Nice! This has been a productive exchange; it seems we agree on the following things:
--We both agree that probably the GPT scaling trends will continue, at least for the next few OOMs; the main disagreement is about what the practical implications of this will be—sure, we’ll have human-level text prediction and superhuman multiple-choice-test-takers, but will we have APS-AI? Etc.
--I agree with what you said about chimps and GPT-3 etc. GPT-3 is more impressive than a chimp in some ways, and less in others, and just because we could easily get from chimp to AGI doesn’t mean we can easily get from GPT-3 to AGI. (And OmegaStar may be relevantly similar to GPT-3 in this regard, for all we know.) My point was a weak one which I think you’d agree with: Generally speaking, the more ways in which system X seems smarter than a chimp, the more plausible it should seem that we can easily get from X to AGI, since we believe we could easily get from a chimp to AGI.
--Now we are on the same page about Premise 2 and the graphs. Sorry it was so confusing. I totally agree, if instead of 80% you only have 55% by +12 OOMs, then you are free to have relatively little probability mass by +6. And you do.

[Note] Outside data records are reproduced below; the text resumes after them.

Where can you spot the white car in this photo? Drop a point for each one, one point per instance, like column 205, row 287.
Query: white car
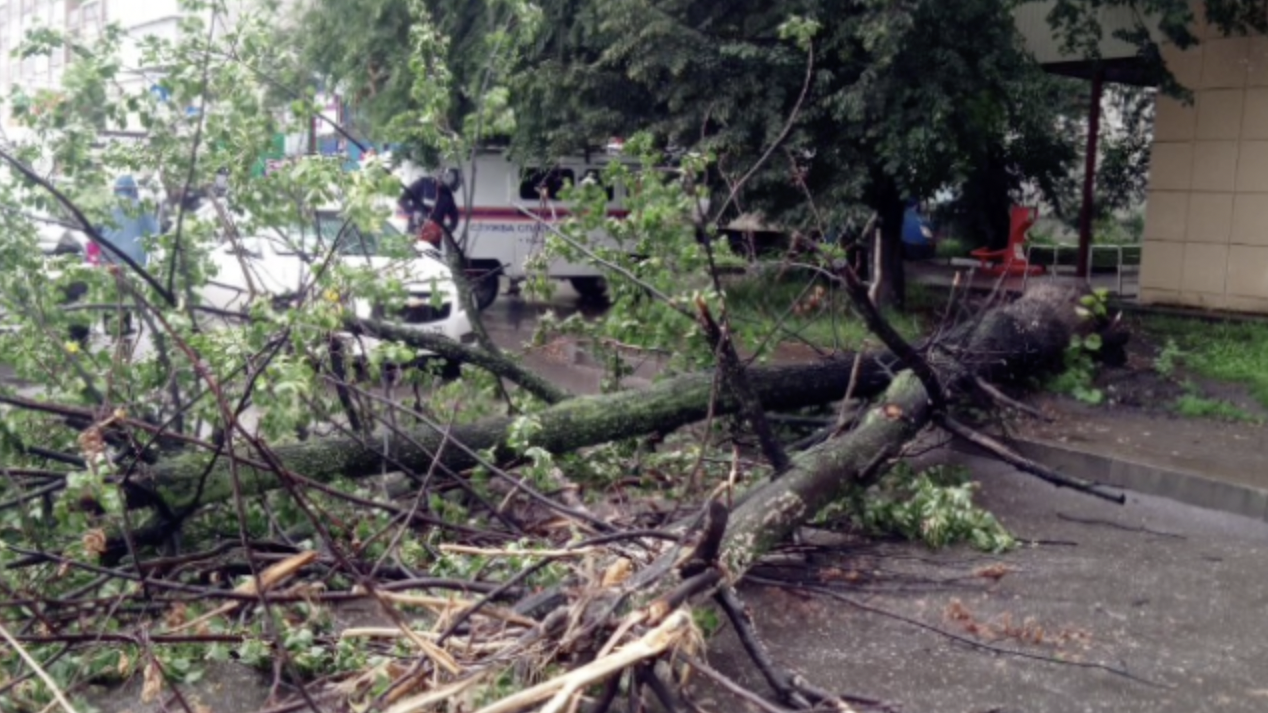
column 280, row 265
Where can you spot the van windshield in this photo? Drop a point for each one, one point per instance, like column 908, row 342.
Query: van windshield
column 348, row 239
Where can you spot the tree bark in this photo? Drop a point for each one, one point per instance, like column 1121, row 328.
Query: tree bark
column 1018, row 340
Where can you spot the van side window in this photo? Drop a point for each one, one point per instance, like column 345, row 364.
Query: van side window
column 553, row 180
column 597, row 176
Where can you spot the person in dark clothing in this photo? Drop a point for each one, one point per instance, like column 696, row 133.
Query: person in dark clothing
column 431, row 206
column 917, row 234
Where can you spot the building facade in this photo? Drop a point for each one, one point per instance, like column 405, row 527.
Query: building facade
column 1206, row 223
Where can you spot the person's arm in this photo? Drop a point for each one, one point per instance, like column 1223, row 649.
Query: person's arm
column 448, row 209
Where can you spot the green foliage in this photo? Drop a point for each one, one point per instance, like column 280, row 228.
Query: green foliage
column 933, row 506
column 1080, row 366
column 1234, row 352
column 1168, row 358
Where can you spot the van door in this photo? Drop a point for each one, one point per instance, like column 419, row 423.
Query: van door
column 493, row 226
column 539, row 192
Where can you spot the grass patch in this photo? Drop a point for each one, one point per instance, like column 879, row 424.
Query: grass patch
column 1193, row 406
column 1231, row 352
column 815, row 311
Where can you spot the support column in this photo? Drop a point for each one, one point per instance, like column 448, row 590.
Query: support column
column 1089, row 175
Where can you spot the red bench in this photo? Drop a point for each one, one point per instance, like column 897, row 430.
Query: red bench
column 1012, row 259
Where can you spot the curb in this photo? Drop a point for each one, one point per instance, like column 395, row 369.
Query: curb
column 1182, row 486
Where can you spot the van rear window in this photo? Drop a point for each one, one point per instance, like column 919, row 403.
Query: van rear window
column 552, row 180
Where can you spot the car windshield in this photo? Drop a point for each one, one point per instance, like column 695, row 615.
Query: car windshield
column 346, row 237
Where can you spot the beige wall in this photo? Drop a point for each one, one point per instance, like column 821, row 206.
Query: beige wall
column 1206, row 223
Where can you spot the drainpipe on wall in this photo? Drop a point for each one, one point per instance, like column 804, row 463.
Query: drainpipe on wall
column 1089, row 174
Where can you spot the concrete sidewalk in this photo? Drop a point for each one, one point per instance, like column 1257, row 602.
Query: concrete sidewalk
column 1169, row 594
column 1215, row 464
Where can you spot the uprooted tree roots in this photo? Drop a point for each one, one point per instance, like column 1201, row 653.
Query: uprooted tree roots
column 553, row 604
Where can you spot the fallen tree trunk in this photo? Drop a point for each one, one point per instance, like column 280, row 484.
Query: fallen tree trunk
column 1021, row 339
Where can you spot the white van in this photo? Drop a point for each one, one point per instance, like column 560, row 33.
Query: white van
column 500, row 236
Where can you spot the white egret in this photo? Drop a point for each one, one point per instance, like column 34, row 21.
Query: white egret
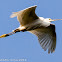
column 41, row 27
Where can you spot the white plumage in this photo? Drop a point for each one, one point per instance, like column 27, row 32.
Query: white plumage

(Note that my numbers re: short-horizon systems + 12 OOMs being enough, and for +12 OOMs in general, changed since an earlier version you read, to 35% and 65% respectively.)
Ok, cool! Here, is this what your distribution looks like basically?
Joe’s Distribution?? - Grid Paint (grid-paint.com)
I built it by taking Ajeya’s distribution from her report and modifying it so that:
--25% is in the red zone (the next 6 ooms)
--65% is in the red+blue zone (the next 12)
--It looks as smooth and reasonable as I could make it subject to those constraints, and generally departs only a little from Ajeya’s.
Note that it still has 10% in the purple zone representing “Not even +50 OOMs would be enough with 2020′s ideas”
I encourage you (and everyone else!) to play around with drawing distributions, I found it helpful. You should be able to make a copy of my drawing in Grid Paint and then modify it.